Our study had several limitations. First, as an observational study, our study was susceptible to confounding factors, which may influence the association of Lp(a) levels with Syntax score; second, the Lp(a) concentration was only measured once in each patient, and it was detected as mass concentration but not particle concentration. Therefore, variations in molecular weights might over or underestimate the real concentrations of Lp(a). Finally, this study was performed at a single center, and the sample size maybe not be sufficiently large to draw a definite conclusion.
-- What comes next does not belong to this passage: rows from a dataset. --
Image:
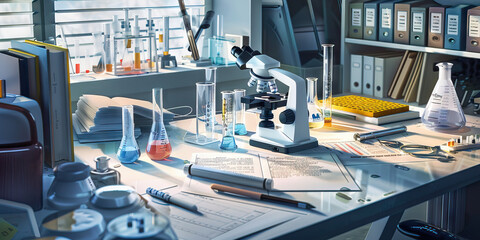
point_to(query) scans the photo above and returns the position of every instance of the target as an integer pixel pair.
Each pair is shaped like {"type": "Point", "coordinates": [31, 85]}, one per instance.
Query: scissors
{"type": "Point", "coordinates": [414, 149]}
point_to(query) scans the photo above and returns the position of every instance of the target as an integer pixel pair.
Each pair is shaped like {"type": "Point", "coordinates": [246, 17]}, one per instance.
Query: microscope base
{"type": "Point", "coordinates": [277, 147]}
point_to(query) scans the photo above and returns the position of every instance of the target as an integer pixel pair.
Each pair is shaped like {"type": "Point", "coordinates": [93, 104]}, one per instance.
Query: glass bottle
{"type": "Point", "coordinates": [315, 117]}
{"type": "Point", "coordinates": [128, 151]}
{"type": "Point", "coordinates": [228, 121]}
{"type": "Point", "coordinates": [102, 175]}
{"type": "Point", "coordinates": [443, 110]}
{"type": "Point", "coordinates": [327, 84]}
{"type": "Point", "coordinates": [240, 128]}
{"type": "Point", "coordinates": [158, 147]}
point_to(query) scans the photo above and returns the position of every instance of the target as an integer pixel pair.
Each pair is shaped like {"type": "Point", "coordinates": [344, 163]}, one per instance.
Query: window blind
{"type": "Point", "coordinates": [16, 21]}
{"type": "Point", "coordinates": [75, 21]}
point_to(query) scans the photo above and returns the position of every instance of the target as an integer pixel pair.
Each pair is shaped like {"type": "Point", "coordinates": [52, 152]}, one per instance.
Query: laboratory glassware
{"type": "Point", "coordinates": [137, 64]}
{"type": "Point", "coordinates": [107, 47]}
{"type": "Point", "coordinates": [205, 121]}
{"type": "Point", "coordinates": [315, 117]}
{"type": "Point", "coordinates": [158, 147]}
{"type": "Point", "coordinates": [327, 97]}
{"type": "Point", "coordinates": [98, 53]}
{"type": "Point", "coordinates": [218, 45]}
{"type": "Point", "coordinates": [128, 151]}
{"type": "Point", "coordinates": [102, 175]}
{"type": "Point", "coordinates": [443, 110]}
{"type": "Point", "coordinates": [228, 121]}
{"type": "Point", "coordinates": [240, 128]}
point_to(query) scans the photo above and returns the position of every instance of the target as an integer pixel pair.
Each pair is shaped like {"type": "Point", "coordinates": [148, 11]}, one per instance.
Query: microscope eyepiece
{"type": "Point", "coordinates": [236, 51]}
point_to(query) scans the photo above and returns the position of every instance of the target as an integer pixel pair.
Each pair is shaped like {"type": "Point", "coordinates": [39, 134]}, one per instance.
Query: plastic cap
{"type": "Point", "coordinates": [101, 163]}
{"type": "Point", "coordinates": [71, 172]}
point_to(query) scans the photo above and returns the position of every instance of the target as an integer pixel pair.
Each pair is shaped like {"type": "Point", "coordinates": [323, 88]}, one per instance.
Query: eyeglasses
{"type": "Point", "coordinates": [419, 151]}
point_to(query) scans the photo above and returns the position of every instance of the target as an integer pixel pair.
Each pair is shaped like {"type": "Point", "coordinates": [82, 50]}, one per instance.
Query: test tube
{"type": "Point", "coordinates": [107, 47]}
{"type": "Point", "coordinates": [166, 35]}
{"type": "Point", "coordinates": [205, 121]}
{"type": "Point", "coordinates": [327, 83]}
{"type": "Point", "coordinates": [228, 121]}
{"type": "Point", "coordinates": [240, 128]}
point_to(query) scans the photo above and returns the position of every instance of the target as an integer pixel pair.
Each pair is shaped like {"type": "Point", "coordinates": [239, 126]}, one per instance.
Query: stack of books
{"type": "Point", "coordinates": [99, 118]}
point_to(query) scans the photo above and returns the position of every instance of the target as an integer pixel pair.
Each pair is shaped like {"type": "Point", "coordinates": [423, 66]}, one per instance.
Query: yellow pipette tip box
{"type": "Point", "coordinates": [367, 106]}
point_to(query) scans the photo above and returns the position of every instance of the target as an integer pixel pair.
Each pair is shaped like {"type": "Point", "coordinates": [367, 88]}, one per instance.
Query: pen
{"type": "Point", "coordinates": [260, 196]}
{"type": "Point", "coordinates": [380, 133]}
{"type": "Point", "coordinates": [167, 198]}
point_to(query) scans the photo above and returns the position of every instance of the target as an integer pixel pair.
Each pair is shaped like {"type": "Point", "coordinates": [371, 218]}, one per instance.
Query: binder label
{"type": "Point", "coordinates": [474, 26]}
{"type": "Point", "coordinates": [452, 23]}
{"type": "Point", "coordinates": [370, 17]}
{"type": "Point", "coordinates": [436, 23]}
{"type": "Point", "coordinates": [356, 17]}
{"type": "Point", "coordinates": [402, 20]}
{"type": "Point", "coordinates": [417, 22]}
{"type": "Point", "coordinates": [386, 18]}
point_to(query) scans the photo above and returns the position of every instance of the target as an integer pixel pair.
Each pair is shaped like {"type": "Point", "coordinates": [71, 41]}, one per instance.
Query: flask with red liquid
{"type": "Point", "coordinates": [158, 147]}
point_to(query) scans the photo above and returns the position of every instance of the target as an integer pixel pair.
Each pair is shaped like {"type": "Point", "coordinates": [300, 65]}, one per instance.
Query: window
{"type": "Point", "coordinates": [75, 21]}
{"type": "Point", "coordinates": [16, 21]}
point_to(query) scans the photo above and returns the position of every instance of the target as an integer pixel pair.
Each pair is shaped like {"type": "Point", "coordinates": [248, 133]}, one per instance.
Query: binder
{"type": "Point", "coordinates": [355, 26]}
{"type": "Point", "coordinates": [473, 25]}
{"type": "Point", "coordinates": [397, 74]}
{"type": "Point", "coordinates": [368, 75]}
{"type": "Point", "coordinates": [436, 26]}
{"type": "Point", "coordinates": [456, 27]}
{"type": "Point", "coordinates": [356, 73]}
{"type": "Point", "coordinates": [14, 72]}
{"type": "Point", "coordinates": [386, 21]}
{"type": "Point", "coordinates": [401, 28]}
{"type": "Point", "coordinates": [404, 74]}
{"type": "Point", "coordinates": [59, 68]}
{"type": "Point", "coordinates": [385, 69]}
{"type": "Point", "coordinates": [370, 20]}
{"type": "Point", "coordinates": [419, 24]}
{"type": "Point", "coordinates": [33, 75]}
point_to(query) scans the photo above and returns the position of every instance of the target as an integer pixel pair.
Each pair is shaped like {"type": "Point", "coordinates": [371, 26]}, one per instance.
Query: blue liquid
{"type": "Point", "coordinates": [228, 143]}
{"type": "Point", "coordinates": [128, 154]}
{"type": "Point", "coordinates": [240, 129]}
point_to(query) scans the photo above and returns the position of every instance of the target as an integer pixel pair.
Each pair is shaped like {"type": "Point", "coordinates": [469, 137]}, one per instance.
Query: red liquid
{"type": "Point", "coordinates": [158, 151]}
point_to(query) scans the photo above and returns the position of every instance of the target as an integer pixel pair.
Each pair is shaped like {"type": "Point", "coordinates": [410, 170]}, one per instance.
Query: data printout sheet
{"type": "Point", "coordinates": [322, 172]}
{"type": "Point", "coordinates": [221, 219]}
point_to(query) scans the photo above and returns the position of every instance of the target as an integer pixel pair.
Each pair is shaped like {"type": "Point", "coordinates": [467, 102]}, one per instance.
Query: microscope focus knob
{"type": "Point", "coordinates": [287, 116]}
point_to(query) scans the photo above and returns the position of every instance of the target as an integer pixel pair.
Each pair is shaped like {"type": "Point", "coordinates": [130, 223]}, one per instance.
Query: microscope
{"type": "Point", "coordinates": [294, 135]}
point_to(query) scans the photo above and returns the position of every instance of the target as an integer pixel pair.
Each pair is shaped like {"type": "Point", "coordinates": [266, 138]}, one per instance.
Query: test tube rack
{"type": "Point", "coordinates": [470, 142]}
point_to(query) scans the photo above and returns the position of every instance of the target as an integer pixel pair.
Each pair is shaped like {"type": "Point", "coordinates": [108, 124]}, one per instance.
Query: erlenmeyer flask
{"type": "Point", "coordinates": [443, 111]}
{"type": "Point", "coordinates": [158, 147]}
{"type": "Point", "coordinates": [315, 117]}
{"type": "Point", "coordinates": [128, 151]}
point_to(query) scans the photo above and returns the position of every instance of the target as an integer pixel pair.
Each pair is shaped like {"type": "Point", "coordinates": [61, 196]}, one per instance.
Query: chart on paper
{"type": "Point", "coordinates": [222, 219]}
{"type": "Point", "coordinates": [361, 150]}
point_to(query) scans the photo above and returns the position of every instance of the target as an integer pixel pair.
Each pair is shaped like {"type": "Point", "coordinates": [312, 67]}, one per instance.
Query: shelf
{"type": "Point", "coordinates": [413, 48]}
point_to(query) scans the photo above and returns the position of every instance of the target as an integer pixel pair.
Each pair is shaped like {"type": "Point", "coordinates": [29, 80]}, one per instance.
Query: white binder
{"type": "Point", "coordinates": [356, 72]}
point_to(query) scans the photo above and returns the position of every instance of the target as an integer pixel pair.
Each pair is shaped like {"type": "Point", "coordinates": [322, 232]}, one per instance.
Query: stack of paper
{"type": "Point", "coordinates": [99, 118]}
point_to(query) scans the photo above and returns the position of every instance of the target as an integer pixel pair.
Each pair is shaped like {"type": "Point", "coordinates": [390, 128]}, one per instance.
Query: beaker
{"type": "Point", "coordinates": [128, 151]}
{"type": "Point", "coordinates": [315, 117]}
{"type": "Point", "coordinates": [327, 84]}
{"type": "Point", "coordinates": [228, 121]}
{"type": "Point", "coordinates": [240, 128]}
{"type": "Point", "coordinates": [443, 110]}
{"type": "Point", "coordinates": [158, 147]}
{"type": "Point", "coordinates": [205, 121]}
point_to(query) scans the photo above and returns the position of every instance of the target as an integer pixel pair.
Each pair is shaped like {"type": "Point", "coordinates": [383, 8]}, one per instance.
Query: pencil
{"type": "Point", "coordinates": [260, 196]}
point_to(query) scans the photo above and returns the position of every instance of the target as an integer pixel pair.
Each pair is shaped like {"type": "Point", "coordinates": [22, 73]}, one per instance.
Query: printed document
{"type": "Point", "coordinates": [323, 172]}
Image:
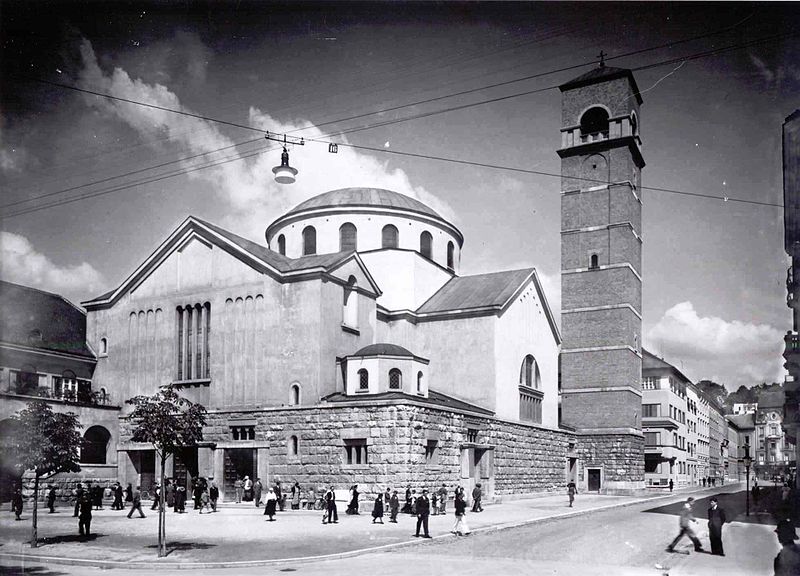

A prospective study with a larger sample size is warranted to confirm the findings of our study.

In conclusion, the Syntax score was correlated with the levels of Lp(a) and inflammatory biomarkers, including hsCRP, MHR, and SII in patients with stable CAD. Lp(a) levels were correlated with LDL-C levels, but not hsCRP, MHR, or SII. Furthermore, the association between Lp(a) levels and Syntax score was only maintained in the group of patients with LDL-C ≥100 mg/dL. An Lp(a) level >30 mg/dL was an independent predictor of a Syntax score ≥23, but only when LDL-C ≥100 mg/dL. The value of Lp(a) levels in predicting the severity of diseased coronary vessels and the effect of LDL-C levels on the association of Lp(a) levels with Syntax score require more extensive investigations.

Acknowledgments

We thank International Science Editing for editing this manuscript. Weifeng Xu and Haiwang Guan re co-first authors for this study.

Disclosure

The authors have no conflicts of interest to disclose.